The eight-speed auto flutters through its ratios adeptly, and will subtly go back a gear or two under brakes. But using the left steering wheel paddle manually doesn’t correlate with a rev-matching downshift – that is, you get a lurch from the car when manually selecting a lower gear if the revs spike too high.
It takes until 5000rpm for the full torque figure to arrive, with peak power delivered at 6400rpm. Yet this engine is happy to work in the lower part of the rev range as much as it enjoys exploring the top part.
The Hyundai Genesis has that wonderful comfort that once typified a luxury car before many were sent to be tuned at the Nurburgring. It floats over genuinely large compressions, but the car doesn’t come back to the ground with a crash. The body of the Genesis doesn’t move around too much, and comfort over small bumps is excellent, especially considering the large 19-inch wheels – typically, the thicker the sidewall of the tyre, the better the comfort.
The softness of the Hyundai Genesis sedan also reveals surprising balance.
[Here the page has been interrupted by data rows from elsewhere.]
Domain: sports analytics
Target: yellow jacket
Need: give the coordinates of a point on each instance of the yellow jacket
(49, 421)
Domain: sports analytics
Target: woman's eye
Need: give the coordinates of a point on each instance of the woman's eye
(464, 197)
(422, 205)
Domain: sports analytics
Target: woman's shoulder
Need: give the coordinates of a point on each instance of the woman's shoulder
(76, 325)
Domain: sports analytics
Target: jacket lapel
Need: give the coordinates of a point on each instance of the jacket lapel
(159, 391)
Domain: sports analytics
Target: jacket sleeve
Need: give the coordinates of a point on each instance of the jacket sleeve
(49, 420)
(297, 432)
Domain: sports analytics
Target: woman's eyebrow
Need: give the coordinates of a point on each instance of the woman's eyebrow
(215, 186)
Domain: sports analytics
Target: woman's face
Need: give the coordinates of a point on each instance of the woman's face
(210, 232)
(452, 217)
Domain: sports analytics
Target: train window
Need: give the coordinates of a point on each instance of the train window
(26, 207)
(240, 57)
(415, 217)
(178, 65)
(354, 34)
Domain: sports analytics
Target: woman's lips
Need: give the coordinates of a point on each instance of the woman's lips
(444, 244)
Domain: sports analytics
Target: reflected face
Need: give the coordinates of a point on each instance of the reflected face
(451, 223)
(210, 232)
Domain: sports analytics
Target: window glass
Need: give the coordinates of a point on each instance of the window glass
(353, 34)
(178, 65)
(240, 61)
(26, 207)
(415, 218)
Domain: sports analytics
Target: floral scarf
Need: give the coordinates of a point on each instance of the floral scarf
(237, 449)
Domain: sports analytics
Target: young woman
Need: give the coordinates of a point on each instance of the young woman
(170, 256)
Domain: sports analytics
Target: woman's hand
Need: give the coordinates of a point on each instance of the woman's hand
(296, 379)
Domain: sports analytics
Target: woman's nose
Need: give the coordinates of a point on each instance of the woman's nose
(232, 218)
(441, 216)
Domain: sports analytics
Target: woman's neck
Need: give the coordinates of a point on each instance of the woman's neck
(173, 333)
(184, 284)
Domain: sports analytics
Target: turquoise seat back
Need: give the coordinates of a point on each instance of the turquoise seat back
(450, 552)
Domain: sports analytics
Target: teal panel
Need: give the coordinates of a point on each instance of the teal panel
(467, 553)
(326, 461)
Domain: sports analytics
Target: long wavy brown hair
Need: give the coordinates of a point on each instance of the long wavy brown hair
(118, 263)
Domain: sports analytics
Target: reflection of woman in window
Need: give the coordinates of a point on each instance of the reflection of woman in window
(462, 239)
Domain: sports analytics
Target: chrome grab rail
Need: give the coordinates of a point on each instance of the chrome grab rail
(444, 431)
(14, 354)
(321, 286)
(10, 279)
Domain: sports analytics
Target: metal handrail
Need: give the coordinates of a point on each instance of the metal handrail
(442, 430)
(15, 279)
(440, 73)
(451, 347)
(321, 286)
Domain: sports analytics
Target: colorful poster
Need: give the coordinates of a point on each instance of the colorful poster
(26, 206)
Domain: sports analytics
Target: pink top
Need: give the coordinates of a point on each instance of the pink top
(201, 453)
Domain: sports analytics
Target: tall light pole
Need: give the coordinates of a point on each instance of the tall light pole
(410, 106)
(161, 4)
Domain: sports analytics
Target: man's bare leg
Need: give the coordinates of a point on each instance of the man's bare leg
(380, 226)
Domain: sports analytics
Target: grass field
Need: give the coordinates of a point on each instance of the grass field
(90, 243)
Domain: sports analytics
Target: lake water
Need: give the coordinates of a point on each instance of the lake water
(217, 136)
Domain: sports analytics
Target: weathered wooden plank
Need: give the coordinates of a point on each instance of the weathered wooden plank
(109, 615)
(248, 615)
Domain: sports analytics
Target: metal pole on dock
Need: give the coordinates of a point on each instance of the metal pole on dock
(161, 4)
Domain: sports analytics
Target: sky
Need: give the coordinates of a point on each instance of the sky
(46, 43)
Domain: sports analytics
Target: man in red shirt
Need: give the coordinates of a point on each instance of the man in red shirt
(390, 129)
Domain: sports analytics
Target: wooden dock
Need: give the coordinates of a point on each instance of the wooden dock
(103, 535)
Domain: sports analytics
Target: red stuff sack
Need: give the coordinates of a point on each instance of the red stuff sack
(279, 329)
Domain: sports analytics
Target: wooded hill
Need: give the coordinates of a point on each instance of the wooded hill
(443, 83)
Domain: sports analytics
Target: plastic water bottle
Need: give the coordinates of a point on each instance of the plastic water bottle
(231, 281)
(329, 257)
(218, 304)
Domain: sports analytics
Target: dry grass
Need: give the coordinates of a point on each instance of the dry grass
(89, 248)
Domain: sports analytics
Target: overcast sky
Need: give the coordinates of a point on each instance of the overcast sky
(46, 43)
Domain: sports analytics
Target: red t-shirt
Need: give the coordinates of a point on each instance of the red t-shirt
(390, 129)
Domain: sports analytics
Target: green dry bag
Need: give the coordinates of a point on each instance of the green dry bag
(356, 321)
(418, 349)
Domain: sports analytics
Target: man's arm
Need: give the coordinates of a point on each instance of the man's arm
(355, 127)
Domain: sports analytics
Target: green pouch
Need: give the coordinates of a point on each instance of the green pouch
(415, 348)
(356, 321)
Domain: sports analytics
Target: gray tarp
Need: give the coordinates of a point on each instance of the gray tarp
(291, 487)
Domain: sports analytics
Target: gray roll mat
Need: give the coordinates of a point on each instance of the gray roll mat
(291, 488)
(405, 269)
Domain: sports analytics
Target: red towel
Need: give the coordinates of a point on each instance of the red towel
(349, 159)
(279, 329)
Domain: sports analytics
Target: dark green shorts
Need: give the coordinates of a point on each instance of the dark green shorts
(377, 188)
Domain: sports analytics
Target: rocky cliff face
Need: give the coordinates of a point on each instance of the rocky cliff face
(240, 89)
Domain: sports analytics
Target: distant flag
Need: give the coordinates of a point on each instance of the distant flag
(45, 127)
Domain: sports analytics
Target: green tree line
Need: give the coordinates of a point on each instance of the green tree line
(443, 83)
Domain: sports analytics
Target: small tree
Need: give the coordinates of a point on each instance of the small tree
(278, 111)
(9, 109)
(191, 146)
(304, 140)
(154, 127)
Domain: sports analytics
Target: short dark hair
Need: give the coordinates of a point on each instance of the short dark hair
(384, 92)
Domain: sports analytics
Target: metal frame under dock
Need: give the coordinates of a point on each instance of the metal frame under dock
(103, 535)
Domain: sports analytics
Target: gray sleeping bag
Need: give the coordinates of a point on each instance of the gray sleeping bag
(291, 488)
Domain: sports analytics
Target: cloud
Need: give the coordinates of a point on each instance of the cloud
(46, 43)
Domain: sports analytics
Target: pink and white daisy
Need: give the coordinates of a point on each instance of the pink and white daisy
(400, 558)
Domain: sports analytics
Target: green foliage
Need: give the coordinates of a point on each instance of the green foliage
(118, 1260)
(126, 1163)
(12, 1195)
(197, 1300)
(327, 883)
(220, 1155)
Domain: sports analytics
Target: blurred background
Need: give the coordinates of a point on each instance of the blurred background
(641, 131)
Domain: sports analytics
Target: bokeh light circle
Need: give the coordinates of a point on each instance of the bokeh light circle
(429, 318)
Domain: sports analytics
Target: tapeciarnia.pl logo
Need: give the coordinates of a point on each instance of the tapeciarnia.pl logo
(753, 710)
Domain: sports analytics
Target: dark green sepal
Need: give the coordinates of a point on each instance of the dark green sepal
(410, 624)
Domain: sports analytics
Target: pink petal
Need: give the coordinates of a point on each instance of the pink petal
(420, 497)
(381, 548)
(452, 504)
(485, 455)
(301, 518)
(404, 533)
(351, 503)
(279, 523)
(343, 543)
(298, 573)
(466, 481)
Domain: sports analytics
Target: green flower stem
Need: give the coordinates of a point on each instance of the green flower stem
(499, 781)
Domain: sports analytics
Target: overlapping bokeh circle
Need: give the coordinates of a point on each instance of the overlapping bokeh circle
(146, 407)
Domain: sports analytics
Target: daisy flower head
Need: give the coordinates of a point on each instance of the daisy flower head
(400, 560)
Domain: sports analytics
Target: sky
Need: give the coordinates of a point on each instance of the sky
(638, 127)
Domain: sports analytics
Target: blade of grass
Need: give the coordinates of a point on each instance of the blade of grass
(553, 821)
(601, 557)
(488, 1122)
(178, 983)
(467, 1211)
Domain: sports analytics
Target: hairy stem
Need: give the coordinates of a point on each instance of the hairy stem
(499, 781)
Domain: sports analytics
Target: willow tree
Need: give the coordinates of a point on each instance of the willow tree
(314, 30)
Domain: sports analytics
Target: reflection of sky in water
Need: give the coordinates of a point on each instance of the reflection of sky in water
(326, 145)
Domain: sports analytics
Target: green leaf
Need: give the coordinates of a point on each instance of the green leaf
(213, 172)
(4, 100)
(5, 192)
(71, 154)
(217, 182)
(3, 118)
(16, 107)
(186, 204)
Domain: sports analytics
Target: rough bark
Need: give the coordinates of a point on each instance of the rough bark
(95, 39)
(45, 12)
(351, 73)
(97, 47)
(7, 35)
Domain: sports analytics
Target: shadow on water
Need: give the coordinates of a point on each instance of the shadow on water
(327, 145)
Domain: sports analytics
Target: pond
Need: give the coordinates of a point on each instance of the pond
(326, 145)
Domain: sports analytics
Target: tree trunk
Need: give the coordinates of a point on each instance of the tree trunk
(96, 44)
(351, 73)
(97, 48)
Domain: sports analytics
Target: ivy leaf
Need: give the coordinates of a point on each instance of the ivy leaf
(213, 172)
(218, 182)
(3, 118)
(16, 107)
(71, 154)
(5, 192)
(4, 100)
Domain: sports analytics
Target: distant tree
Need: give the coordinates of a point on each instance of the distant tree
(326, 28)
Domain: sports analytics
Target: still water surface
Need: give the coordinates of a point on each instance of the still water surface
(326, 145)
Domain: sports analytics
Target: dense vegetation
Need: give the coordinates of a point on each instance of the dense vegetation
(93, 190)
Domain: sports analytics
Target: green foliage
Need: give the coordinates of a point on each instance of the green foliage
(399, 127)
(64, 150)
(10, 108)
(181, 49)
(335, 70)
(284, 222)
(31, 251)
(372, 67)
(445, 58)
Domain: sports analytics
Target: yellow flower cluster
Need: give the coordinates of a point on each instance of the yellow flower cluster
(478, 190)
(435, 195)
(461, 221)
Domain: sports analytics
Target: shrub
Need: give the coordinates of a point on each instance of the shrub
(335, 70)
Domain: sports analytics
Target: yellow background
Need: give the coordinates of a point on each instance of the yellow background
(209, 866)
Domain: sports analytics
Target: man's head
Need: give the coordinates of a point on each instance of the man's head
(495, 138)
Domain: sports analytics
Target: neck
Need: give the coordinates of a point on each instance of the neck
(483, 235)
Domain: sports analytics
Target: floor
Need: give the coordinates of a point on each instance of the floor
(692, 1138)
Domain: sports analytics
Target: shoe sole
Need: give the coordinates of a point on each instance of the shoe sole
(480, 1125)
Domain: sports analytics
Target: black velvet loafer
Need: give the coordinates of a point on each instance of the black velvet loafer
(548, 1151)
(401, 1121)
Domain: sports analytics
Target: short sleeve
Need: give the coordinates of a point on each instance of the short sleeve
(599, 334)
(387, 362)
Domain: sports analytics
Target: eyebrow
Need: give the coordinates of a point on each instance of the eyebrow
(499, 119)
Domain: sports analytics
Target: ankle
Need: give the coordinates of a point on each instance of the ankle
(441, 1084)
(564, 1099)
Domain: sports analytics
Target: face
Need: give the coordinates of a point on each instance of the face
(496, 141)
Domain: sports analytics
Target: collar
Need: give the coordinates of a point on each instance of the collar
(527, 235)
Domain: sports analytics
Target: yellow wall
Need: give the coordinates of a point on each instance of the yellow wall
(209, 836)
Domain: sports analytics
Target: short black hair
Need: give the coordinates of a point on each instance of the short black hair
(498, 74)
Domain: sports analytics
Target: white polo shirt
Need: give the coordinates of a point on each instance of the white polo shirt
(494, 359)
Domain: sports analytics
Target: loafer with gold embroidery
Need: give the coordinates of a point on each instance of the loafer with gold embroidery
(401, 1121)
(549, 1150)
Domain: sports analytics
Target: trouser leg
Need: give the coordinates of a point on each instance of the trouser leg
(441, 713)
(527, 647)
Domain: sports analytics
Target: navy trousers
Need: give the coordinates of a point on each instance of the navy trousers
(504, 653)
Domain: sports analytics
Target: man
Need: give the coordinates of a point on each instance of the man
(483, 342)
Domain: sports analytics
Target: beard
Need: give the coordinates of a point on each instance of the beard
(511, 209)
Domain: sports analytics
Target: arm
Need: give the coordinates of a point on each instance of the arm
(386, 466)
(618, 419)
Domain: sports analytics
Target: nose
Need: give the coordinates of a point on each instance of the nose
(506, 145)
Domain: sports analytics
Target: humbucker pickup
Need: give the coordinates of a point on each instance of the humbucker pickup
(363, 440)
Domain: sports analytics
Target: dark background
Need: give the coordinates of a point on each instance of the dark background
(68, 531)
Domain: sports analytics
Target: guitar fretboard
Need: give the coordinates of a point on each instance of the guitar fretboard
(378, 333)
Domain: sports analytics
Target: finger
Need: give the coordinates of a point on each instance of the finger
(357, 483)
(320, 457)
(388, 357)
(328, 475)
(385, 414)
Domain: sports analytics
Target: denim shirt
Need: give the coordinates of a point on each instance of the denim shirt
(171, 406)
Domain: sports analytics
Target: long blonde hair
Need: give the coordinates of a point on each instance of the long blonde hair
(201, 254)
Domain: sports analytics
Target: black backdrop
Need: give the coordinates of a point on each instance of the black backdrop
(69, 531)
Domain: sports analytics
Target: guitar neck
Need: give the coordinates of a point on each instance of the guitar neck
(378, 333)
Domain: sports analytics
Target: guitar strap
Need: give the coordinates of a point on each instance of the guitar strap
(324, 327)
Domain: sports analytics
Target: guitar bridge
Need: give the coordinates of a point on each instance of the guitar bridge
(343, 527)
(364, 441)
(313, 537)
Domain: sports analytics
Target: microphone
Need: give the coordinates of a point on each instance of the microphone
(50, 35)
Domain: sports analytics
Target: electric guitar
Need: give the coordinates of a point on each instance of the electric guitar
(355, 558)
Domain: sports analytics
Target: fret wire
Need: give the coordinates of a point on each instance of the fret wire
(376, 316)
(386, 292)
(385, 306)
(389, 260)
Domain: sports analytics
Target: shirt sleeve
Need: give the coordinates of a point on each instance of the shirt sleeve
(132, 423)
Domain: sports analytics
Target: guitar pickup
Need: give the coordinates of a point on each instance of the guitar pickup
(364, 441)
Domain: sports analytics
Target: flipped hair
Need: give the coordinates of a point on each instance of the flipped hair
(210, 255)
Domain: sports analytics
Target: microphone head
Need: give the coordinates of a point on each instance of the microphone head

It’s easy and enjoyable to find a rhythm at an undemanding pace, but start to push harder and the Genesis sedan starts to feel like it wants to push through bends and not go around them.
Raise corner-entry speed and the tyres grip, the body rolls, and the driver hangs on. Quickly change direction – as the brilliant roads between San Diego and Palm Springs demanded – and the roll turns into lurch, with weight shifting from side to side clearly felt.
The Genesis sedan is rear-wheel drive, though the car doesn’t capitalise on the expectation that cars sending their drive to the rear wheels are more dynamic than those sending power to the front wheels. Accelerate out of corners early and the car pushes at the front; attempt to push the throttle later and the stability control aggressively shuts down proceedings anyway.
Arguably the Genesis sedan’s main disappointment is steering feel. The electro-mechanical system is slow, vague and sticky to self-centre – completely off-pace with luxury rivals.
It reinforces that this Hyundai simply prefers to be kept within its middle-pace sweet spot, where a Holden Calais, for example, can transition from comfortable cruiser to genuine driver’s car when the tempo is raised.
In its Japanese and Australian – let alone German – rivals there is simply a greater breadth of ability than that offered by the current-generation Hyundai Genesis. But this is a car that gets the basics right – it is quiet, roomy, rides the bumps well, and is seemingly well made.
Pricing will likely dictate whether the next-generation Hyundai Genesis sedan finds an Australian customs stamp in its passport. Despite being sized like a Holden Caprice, and equipped better than most cars under $100K, the Genesis sedan will need to play a strong value card to be a contender, while also widening its talent base with the new generation.
It’s a tough double-ask, and it will be interesting to see if Hyundai rises to the challenge.